Mouna SABONI chez Annie-Gabrielli

Du 8 juin au 14 juillet 2012, La galerie Annie-Gabrielli propose une exposition photo de Mouna…

Du 8 juin au 14 juillet 2012, La galerie Annie-Gabrielli propose une exposition photo de Mouna SABONI, sur un camp de réfugiés en Palestine. 
La galerie a ouvert ses portes en octobre 2011 à Montpellier. L’ambition de sa propriétaire est de promouvoir des photographes sans frontière. Son choix artistique est “ très large, afin de ne pas confiner la photographie à une simple réalisation technique ”. Sa programmation, qui se veut “ orientée et engagée ”, met à l’honneur “ les points de vue singuliers sur notre humanité ”.

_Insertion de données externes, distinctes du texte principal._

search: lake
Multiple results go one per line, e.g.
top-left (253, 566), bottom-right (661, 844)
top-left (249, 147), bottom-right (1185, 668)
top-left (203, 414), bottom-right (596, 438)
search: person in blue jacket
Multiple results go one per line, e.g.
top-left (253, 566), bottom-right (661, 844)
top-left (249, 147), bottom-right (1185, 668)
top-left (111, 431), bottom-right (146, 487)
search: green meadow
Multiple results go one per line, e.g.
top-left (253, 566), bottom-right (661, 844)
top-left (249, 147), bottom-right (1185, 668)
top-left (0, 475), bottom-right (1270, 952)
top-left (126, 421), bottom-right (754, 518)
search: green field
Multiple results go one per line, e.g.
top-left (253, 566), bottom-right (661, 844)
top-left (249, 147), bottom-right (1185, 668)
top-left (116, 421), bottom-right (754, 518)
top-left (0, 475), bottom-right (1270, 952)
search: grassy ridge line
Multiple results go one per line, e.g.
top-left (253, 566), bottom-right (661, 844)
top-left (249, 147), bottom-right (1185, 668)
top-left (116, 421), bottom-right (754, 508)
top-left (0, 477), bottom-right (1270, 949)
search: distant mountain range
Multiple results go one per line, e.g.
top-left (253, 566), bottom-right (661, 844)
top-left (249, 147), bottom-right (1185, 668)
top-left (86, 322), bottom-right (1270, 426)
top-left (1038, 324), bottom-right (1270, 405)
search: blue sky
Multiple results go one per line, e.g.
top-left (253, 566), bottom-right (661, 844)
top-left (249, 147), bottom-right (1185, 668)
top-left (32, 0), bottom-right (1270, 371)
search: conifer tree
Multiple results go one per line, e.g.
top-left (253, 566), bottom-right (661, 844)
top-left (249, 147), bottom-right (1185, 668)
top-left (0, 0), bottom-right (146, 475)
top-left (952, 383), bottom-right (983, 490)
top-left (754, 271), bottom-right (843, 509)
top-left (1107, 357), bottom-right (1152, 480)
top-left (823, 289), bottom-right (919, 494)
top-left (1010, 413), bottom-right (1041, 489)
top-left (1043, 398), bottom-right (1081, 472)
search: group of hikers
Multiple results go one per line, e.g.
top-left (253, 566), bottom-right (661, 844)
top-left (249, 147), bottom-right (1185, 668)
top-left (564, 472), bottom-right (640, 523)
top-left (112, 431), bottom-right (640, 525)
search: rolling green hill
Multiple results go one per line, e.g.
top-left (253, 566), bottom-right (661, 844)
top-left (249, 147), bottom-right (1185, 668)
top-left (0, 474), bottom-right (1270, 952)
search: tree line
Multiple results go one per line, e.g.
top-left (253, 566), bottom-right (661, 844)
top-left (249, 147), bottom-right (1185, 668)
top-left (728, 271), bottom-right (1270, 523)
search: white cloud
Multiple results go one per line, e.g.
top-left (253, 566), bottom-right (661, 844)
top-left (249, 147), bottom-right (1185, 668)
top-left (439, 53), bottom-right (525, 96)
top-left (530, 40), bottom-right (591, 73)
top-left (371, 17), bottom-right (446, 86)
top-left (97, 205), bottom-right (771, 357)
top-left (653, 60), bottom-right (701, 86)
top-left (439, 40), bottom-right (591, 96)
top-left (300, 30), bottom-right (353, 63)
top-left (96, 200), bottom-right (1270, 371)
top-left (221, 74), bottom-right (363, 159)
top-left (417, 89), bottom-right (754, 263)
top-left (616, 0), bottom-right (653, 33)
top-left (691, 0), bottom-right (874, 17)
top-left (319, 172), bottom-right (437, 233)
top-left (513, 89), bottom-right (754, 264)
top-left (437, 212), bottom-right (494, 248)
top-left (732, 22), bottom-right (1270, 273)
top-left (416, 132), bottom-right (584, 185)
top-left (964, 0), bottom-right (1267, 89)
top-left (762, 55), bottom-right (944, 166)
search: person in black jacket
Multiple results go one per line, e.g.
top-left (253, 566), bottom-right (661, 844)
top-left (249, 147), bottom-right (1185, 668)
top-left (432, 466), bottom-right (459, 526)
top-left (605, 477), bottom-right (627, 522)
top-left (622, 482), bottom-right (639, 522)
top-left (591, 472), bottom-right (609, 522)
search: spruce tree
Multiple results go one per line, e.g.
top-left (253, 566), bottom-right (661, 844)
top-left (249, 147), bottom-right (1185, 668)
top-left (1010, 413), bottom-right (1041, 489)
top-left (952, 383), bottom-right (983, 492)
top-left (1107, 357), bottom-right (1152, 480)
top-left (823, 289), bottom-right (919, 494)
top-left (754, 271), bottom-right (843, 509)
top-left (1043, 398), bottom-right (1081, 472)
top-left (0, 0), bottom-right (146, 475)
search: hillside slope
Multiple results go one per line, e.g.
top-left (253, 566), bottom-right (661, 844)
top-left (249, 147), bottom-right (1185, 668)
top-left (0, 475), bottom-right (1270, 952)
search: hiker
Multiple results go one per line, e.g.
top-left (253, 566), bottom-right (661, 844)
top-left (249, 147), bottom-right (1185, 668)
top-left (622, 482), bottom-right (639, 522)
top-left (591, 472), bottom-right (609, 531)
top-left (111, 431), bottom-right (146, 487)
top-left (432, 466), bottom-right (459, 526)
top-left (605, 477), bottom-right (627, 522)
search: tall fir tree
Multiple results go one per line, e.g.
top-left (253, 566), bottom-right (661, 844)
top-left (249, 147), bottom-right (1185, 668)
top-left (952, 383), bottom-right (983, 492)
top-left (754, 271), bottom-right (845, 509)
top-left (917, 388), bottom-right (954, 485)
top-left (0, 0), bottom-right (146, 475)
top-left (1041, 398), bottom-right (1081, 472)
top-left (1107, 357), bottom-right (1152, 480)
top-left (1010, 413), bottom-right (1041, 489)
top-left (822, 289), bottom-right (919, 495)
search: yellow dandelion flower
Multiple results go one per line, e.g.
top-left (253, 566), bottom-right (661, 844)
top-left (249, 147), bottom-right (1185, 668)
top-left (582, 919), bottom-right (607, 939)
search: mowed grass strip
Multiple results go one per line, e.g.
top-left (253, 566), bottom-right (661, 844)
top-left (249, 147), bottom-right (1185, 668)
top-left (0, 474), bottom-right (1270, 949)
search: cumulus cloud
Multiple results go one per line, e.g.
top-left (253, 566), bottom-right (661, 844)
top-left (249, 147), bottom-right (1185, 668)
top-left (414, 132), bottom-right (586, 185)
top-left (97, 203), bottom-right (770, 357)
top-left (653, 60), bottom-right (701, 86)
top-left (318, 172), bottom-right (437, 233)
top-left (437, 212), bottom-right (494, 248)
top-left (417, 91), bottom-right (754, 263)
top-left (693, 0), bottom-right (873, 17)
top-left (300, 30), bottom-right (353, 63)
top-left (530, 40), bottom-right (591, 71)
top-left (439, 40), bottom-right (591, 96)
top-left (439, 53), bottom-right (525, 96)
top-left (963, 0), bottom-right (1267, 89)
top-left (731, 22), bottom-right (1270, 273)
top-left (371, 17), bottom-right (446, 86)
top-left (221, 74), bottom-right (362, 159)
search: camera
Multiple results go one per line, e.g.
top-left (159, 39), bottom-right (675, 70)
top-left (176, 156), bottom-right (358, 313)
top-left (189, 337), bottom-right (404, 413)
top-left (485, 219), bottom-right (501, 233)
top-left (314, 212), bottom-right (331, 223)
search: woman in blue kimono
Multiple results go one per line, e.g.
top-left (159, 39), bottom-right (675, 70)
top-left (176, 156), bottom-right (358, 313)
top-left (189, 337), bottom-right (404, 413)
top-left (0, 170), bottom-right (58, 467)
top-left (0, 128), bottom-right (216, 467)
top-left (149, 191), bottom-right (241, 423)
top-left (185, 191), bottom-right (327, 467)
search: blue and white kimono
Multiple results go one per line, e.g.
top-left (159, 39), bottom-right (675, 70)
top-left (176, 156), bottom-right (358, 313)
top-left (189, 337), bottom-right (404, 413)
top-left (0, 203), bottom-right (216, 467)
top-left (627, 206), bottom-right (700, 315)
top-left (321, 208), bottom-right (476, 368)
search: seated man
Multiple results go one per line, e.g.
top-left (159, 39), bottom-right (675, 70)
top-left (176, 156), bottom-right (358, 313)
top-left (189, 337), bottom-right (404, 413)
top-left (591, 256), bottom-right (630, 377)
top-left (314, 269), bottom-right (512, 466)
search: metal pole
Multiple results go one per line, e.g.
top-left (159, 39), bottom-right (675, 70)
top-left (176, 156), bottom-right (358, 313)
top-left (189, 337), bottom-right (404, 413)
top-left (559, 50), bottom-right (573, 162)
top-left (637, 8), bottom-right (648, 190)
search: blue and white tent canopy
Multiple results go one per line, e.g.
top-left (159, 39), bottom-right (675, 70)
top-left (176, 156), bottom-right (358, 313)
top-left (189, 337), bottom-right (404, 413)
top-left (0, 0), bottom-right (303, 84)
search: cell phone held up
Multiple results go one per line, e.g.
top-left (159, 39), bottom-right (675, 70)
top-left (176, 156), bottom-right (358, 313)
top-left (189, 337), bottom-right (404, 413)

Une exposition des Boutographies en partenariat avec l’HJE

 

A peine sortie de sa soutenance de diplôme avec les félicitations du jury, la jeune photographe Mouna SABONI expose des clichés documentaires réalisés en Palestine, dans un camp de réfugiés.
Mouna Saboni est d’origine bretonne, de mère française et de père marocain. Elle a 23 ans et vient de terminer sa troisième année à l’Ecole Nationale Supérieure de la Photographie d’Arles. Son exposition “ Je voudrais voir la mer ” est présentée dans le cadre du festival des Boutographies, rencontres photographiques de Montpellier dédiées aux jeunes photographes, dont l’Hérault Juridique & Economique est partenaire presse.
La série sélectionnée s’appuie sur une vision documentaire attachée au quotidien des ­réfugiés de Deisheh en Palestine, mêlant poésie et fiction. “ Des choses m’indignent, je ne peux pas rester sans rien faire ”, explique à ce sujet Mouna Saboni. Pendant sa troisième année universitaire à Rennes 2, elle est partie six mois en Argentine et a découvert sa vocation dans un bidonville de Buenos Aires :“ Nous avions créé une association avec des amis français et argentins pour aider les populations des bidonvilles, faire de l’alphabétisation, dans la province de Buenos Aires. C’est là que j’ai décidé de faire de la photo et du documentaire ”. Une vocation précoce, donc. Puis, durant ­l’automne 2010, la jeune photographe décide de se rendre en Palestine : “ J’y suis arrivée en cherchant une chambre en guest-house ; j’ai été très bien accueillie, j’y suis restée ”. Sur place, elle travaille notamment avec le centre culturel IBDAA : ses photos montrent la vie dans le camp de réfugiés de Dheisheh à Bethléem, où elle loge, et soulignent la détresse des jeunes Palestiniens. Elle réalise également des couvertures photographiques des activités de Médecins du Monde. Trouvant rapidement sa place aux côtés des réfugiés, elle parle souvent avec eux de la poésie de Darwich. Son projet initial est d’ailleurs de partir sur les traces de ce poète engagé mort en 2008 et dont l’œuvre l’a beaucoup marquée. Dans le camp, 70 % de la population a moins de 18 ans et la plupart ont déjà été emprisonnés. Elle propose alors de faire des photos sur le thème de la prison, des femmes de prisonniers (mères, épouses, fiancées, sœurs) et de leur vie au quotidien, souhaitant préserver un regard extérieur : “ On ne peut pas s’approprier les causes qui ne sont pas les nôtres ”… A Hébron, elle anime pour des enfants un atelier photo avec des appareils jetables. En 2011, elle repart sur les pas de Darwich et commence à utiliser la caméra. En Palestine, comme le montrent ses photos, “ il n’y a pas de fatalisme, mais une rage de vivre extraordinaire ; cette force, c’est leur raison de vivre ”.